| Covid vaccines were a repurposing of MERS vaccine research which is also a coronavirus and has a similar spike protein. So, some vaccine companies had a leg up as they were already pursuing MERS vaccines. The problem was that progress was slow because nobody was willing to put large amounts of development money behind a vaccine for a disease with such a small number of cases. Covid poured accelerant on MERS vaccine research. Suddenly, there was a disease with lots of cases with lots of people willing to sign up for trials. In addition, there was a lot of money sloshing around so companies were willing to take the financial risk to combine Phase II and Phase III trials (to be fair--a Covid vaccine passing a Phase II trial was always going to pass a Phase III trial until we had many different vaccines). And, please do remember, nobody knew if mRNA for Covid was actually going to work. Other mRNA vaccines are in the pipe. However, they have to go through trials with a lot less funding and a lot less money at the end. Rabies(!) got a Phase I trial--but it's hard to get to Phase II since rabies is so rare. mRNA flu vaccines are in Phase III. mRNA HIV vaccines are in Phase I and may be in Phase II by now. What you see is that if we drop the equivalent of the Manhattan Project at producing a vaccine, we can pretty much produce a vaccine for a virus in a hurry. However, if we're not willing to drop that kind of cash, progress is slow. If you want more vaccines, tell some of these multi-jillionaires to quit fucking around with virtual crap like Bitcoin and Twitter and start dropping some non-virtual gigabucks on vaccine companies that are trying to produce real products. |
That was a good standard and an appropriate thing to do. But that standard is lower than what the medical regulators usually accept. As you point out, Phase 3 trials are good to do but it is going to make it a lot harder to get a vaccine to market if people have to take them seriously. Vaccine makers should be allowed to sell vaccines that are merely safe and effective; they shouldn't have to pass a higher standard than that to sell the things with a disclaimer label.

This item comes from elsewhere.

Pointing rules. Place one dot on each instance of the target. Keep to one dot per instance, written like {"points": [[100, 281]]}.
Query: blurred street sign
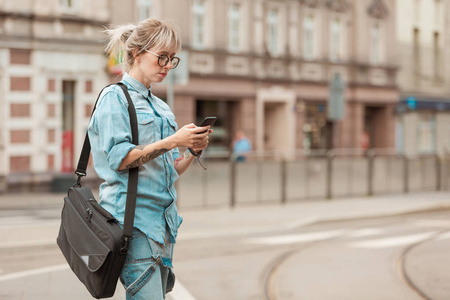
{"points": [[181, 73], [336, 100], [411, 102]]}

As an aside I'd also question the efficacy results as the vaccines are probably a lot less effective now. It appears the virus has mutated quite substantially. But that hasn't changed the vaccine approval status, raising interesting questions around why efficacy is even a requirement to sell the thing. Why not just a safety study with the requirement that efficacy data will be collected and made available? We need to figure out if something is efficacious, but there will be more money to do that - and better data - if it is allowed to go to market. As we can see from COVID, jabs in arms and money are the two things missing to make vaccine development fast. The normal regulatory framework makes both those things hard to get.
> If you want more vaccines, tell some of these multi-jillionaires to quit fucking around with virtual crap like Bitcoin and Twitter
Didn't most of the wealthy people in Bitcoin make their money in Bitcoin? There weren't a lot of ultra-wealthy people putting serious money behind it as I recall.